By Becky Bosshart
Nevada Appeal News Service
It is Erma Boepple's third day with Dani, and it's already love.
The nearly 2-year-old fox terrier jumped into her lap, licked her face, then ran around the small living room of her Churchill County mobile home.
Boepple's eyes fill with tears when she talks about how long she waited for Dani. Boepple started losing her hearing 32 years ago. Now it is almost completely gone. Dani is the 80-year-old woman's hearing companion.
She got a phone call two weeks ago and learned that a dog was ready to be delivered. She told her daughter the news first.
"She alerts me to the phone, to the oven timer, to the door bell or someone knocking and the fire alarm," Boepple said about Dani. "She's doing real well."
Dani, a small white dog with spotted legs and a black-and-brown face, is from Dogs for the Deaf, an international hearing dog-training and placement service.
"I haven't been able to hear the door bell in so long," Boepple said. "She gives me security."
Boepple wears two hearing aids, the most powerful kind, and yet she still only hears about 5 percent of conversations.
Boepple signed up for the program about three years ago, and has been waiting for a dog ever since.
Her daughter Mavis Lawrence lives down the road.
"What we were concerned about was that I would call her, and she wouldn't answer the phone," Lawrence said. "And I'd come over and knock and knock at the door, and she'd never hear me. And she'd be sitting right next to the door."
She was concerned for her mother's safety now that she lives alone. Boepple's husband died of Alzheimer's disease about three years ago. He was at a Carson City nursing home before that.
Dogs for the Deaf is a nonprofit that depends on donors to support its rescue of dogs, according to the organization. Hearing dogs are placed in the qualified applicant's home for free.
The Nevada Good Sams Club sponsored Dani. The Sams Club is the largest RV organization in the world. Jan Zumwalt, the Sams' state director, said the Nevada group has sponsored five dogs for the deaf.
Tanya Diaz-Casillas, Dani's Dogs for the Deaf trainer, said all of their dogs are sponsored by donations from service clubs such as the Sams.
"The total price for a team - which is the deaf person and the dog - for the rest of the dog's life is $25,000," she said.
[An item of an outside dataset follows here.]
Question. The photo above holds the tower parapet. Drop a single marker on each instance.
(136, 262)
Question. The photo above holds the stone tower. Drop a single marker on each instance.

Diaz-Casillas said a large percentage of the dogs come from animal shelters. Some are trained for as long as a year. Diaz-Casillas said they look for dogs that are energetic but teachable. When the dogs come to their new owner's homes, they just have to be taught where the sounds are in the home and who they should alert.
During training, Diaz-Casillas often waited outside because Dani needed to get used to having a new master.
"Often, a dog will run to the trainer first," Diaz-Casillas said. "She's still getting used to Erma."
Dani is rewarded with a doggie yogurt dollop and a spot by Boepple's feet, where she'll be for as long as she's needed.